On the other hand, interleukins have been shown to promote the health of T cells (IL-2) and is known as a T cell growth factor. This stimulates cytokine production and activation of multiple kinds of immune cells, which eventually boost the immune system. This therapy has been tested in treatment of renal cell carcinoma and malignant melanoma, till date.

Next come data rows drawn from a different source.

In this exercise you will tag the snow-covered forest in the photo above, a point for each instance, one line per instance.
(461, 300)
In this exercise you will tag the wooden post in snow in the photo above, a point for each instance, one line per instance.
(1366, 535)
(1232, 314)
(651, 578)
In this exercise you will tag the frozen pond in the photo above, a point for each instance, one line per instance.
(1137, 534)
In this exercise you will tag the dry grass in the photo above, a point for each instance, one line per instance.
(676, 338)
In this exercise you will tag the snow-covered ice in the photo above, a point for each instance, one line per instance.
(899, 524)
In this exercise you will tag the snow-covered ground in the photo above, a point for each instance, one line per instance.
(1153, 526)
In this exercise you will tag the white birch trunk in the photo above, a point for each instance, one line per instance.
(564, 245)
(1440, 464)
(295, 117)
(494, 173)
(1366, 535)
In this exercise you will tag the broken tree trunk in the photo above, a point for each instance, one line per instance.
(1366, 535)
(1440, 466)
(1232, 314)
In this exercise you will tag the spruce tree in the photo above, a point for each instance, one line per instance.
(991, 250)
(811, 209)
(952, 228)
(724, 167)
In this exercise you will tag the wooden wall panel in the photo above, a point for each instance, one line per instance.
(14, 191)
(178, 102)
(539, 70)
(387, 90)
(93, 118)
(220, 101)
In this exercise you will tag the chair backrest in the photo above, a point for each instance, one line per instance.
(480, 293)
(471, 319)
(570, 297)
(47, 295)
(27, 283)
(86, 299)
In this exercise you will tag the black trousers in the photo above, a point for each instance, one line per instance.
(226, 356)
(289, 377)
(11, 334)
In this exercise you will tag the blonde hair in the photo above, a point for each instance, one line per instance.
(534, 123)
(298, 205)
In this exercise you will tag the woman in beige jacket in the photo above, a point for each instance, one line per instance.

Further Research and Development:
Since immunotherapy is a comparatively new topic to be touched upon, it has scopes for a lot of further research. Some other kinds of immune cells might be tested to add to the passive immunotherapy methods, which now focus upon only antibodies and cytokines. Using T cells to treat cancer cells by hybridizing them in laboratory conditions with tumour antigens and subsequently aiding in their activation and proliferation with the help of Interleukin 2, is a possibility being explored for the near future. Antibodies targeting several other receptors like the GD-2 protein and the CD-47 protein, expressed on the surface of different cancer cells, are potent targets of immunotherapy. Blocking of immune checkpoints inside the body, which are often used by tumour cells to escape immunesurveillance, can also be used as potential targets to monitor and inhibit the growth of tumour cells.